All posts

ALTER TABLE, 5 Million Rows, and the Deploy That Took Down the Site

By Mikhail Shytsko, Founder at Seedfast · · Updated

A migration that takes 50ms on your dev database can lock a production table for 20 minutes. Here's how to find out before your users do.

It was a Thursday afternoon deploy. The migration looked harmless: add a NOT NULL column with a default value to the orders table. It passed review. It ran fine on staging. The deploy pipeline showed green.

Then production went quiet. Not the good kind of quiet. The orders table — 8 million rows — was locked. Every API endpoint that touched orders started queuing. Load balancers began returning 502s. The on-call Slack channel lit up. Forty minutes later, the migration finished, the locks released, and the incident retro began.

The migration wasn't wrong. The schema change was exactly what the team needed. The problem was that nobody tested it against 8 million rows before running it against 8 million rows.

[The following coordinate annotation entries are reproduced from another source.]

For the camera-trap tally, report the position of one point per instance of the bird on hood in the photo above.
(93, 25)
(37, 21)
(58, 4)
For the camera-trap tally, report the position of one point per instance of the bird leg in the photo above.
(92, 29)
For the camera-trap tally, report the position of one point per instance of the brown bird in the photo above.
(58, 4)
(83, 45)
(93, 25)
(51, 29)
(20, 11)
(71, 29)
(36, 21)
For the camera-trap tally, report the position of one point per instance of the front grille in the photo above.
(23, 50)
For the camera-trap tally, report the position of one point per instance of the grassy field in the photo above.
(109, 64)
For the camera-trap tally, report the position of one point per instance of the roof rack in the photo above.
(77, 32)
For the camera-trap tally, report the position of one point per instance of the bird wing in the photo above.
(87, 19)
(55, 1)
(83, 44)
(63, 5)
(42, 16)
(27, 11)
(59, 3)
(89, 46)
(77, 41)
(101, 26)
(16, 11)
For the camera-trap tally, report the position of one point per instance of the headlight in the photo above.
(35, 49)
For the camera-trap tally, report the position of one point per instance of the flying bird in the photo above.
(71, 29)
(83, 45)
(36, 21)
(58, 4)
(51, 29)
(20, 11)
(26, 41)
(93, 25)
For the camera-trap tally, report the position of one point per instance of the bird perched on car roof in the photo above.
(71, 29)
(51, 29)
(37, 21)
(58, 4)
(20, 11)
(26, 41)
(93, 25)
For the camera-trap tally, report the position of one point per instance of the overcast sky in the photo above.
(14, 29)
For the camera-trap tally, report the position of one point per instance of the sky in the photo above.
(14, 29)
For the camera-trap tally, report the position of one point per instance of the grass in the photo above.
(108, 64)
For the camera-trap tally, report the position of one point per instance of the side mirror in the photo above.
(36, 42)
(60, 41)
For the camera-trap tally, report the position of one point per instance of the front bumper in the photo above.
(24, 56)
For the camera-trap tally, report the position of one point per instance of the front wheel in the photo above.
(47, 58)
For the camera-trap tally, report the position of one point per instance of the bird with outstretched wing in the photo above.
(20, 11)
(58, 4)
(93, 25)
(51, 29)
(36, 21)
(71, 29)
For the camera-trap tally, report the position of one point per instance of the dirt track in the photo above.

This article is about migration performance — lock duration, rewrite time, and the row counts that turn a 50ms change into a 40-minute outage. Its companion is migration correctness: whether the migration writes the right data at all. For that side — catching NULL concatenations, failed constraints, and silently rounded values before they ship — see how to review a migration against realistic data.

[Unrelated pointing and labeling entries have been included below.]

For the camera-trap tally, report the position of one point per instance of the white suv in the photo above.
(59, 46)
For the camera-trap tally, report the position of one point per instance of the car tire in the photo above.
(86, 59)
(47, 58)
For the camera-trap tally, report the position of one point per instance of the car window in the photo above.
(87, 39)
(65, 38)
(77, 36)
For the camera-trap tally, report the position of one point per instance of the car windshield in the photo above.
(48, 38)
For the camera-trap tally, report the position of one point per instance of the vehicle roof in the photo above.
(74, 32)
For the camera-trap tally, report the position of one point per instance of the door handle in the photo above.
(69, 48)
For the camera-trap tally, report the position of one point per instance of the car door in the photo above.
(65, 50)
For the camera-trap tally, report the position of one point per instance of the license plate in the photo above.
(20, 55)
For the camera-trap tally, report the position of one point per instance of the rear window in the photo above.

  • Migration time scales with data volume. A change that runs in 50ms on 50 development rows can hold a lock for minutes on millions of production rows. The SQL is identical; only the data is different.
  • The dangerous operations rewrite or scan the whole table — backfilling a new column, a non-concurrent CREATE INDEX, an integer-to-bigint type change, and validating a new FOREIGN KEY. Each one holds a lock proportional to row count.
  • Some changes are metadata-only and safe at any size — adding a column with a constant default (PostgreSQL 11+), widening a varchar, or varchar to text. You cannot tell which class a migration falls into by reading the SQL; you have to run it against production-scale data.
  • Lock duration, not total runtime, is what takes the site down. A two-minute migration that never holds a lock longer than 200ms is safer than a 30-second one that locks the table the entire time.
  • Seedfast seeds production-scale, foreign-key-valid data from your schema in one command, so you can time any migration and watch for lock contention before it ships. Its correctness cousin — catching data-shape bugs at small volume — is migration review.

Schema migrations have a property that most code changes don't: their execution time is a function of data volume. A migration that alters a table's structure doesn't just update metadata — on many operations, PostgreSQL has to rewrite or scan every row.

This creates a class of problems that are completely invisible in development:

Operation100 rows1M rows5M rows
ADD COLUMN ... DEFAULT (pre-PG 11)< 1ms8s42s
ALTER COLUMN TYPE (integer to bigint)< 1ms12s65s
CREATE INDEX (single column)< 1ms4s22s
ADD COLUMN NOT NULL DEFAULT (PG 11+)< 1ms< 1ms< 1ms
CREATE INDEX CONCURRENTLY< 1ms6s35s

Figures are illustrative orders of magnitude on commodity hardware — the point is the shape of the curve, not the exact seconds. Your real numbers depend on hardware, table width, indexes, and concurrent load.

That fourth row is interesting — PostgreSQL 11 made ADD COLUMN ... DEFAULT a metadata-only operation for constant defaults. But the other operations still rewrite or scan the table. And even "fast" operations have nuances that bite at scale.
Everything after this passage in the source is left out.